Saturday, November 23, 2013

Mesothelioma, what is it?




* Mesothelioma: is a form of cancer that is almost always caused by exposure to asbestos and it is most frequently arises from the cells lining the sacs of the chest (the pleura) or the abdomen (the peritoneum).
*Most people who develop mesothelioma have worked on jobs where they inhaled asbestos particles, or they have been exposed to asbestos dust and fiber in other ways.Pleural mesothelioma is the most common form, often presenting with symptoms in the chest area. Peritoneal mesothelioma is much less common. This can effect the organs in the abdomen, and its symptoms are related to this area of the body, that is, abdominal swelling, nausea, vomiting, and bowel obstruction. The rarest form of mesothelioma is pericardial mesothelioma, which involves the sac surrounding the heart.It has also been suggested that washing the clothes of a family member who worked with asbestos can put a person at risk for developing mesothelioma. Unlike lung cancer, there is no association between mesothelioma and smoking, but smoking greatly increases risk of other asbestos-induced cancer. Compensation via asbestos funds or lawsuits is an important issue in mesothelioma (see asbestos and the law).
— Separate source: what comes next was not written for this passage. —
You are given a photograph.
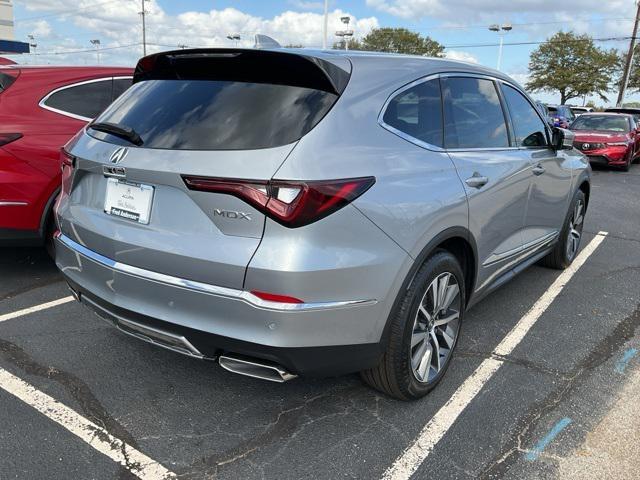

*There are two major cell types of mesothelioma, epithelial and sarcomatoid. Sometimes both of these cell types can be present. The sarcomatoid type is rarer and occurs in only about 15% of cases; it portends a poorer prognosis. In very rare cases, mesothelioma can originate from benign, non-malignant cells. This so-called benign mesothelioma can be cured surgically.
*The symptoms of mesothelioma include shortness of breath due to pleural effusion (fluid between the lung and the chest wall) or chest wall pain, and general symptoms such as weight loss. The diagnosis may be suspected with chest X-ray and CT scan, and is confirmed with a biopsy (tissue sample) and microscopic examination. A thoracoscopy (inserting a tube with a camera into the chest) can be used to take biopsies. It allows the introduction of substances such as talc to obliterate the pleural space (called pleurodesis), which prevents more fluid from accumulating and pressing on the lung. Despite treatment with chemotherapy, radiation therapy or sometimes surgery, the disease carries a poor prognosis. Research about screening tests for the early detection of mesothelioma is ongoing.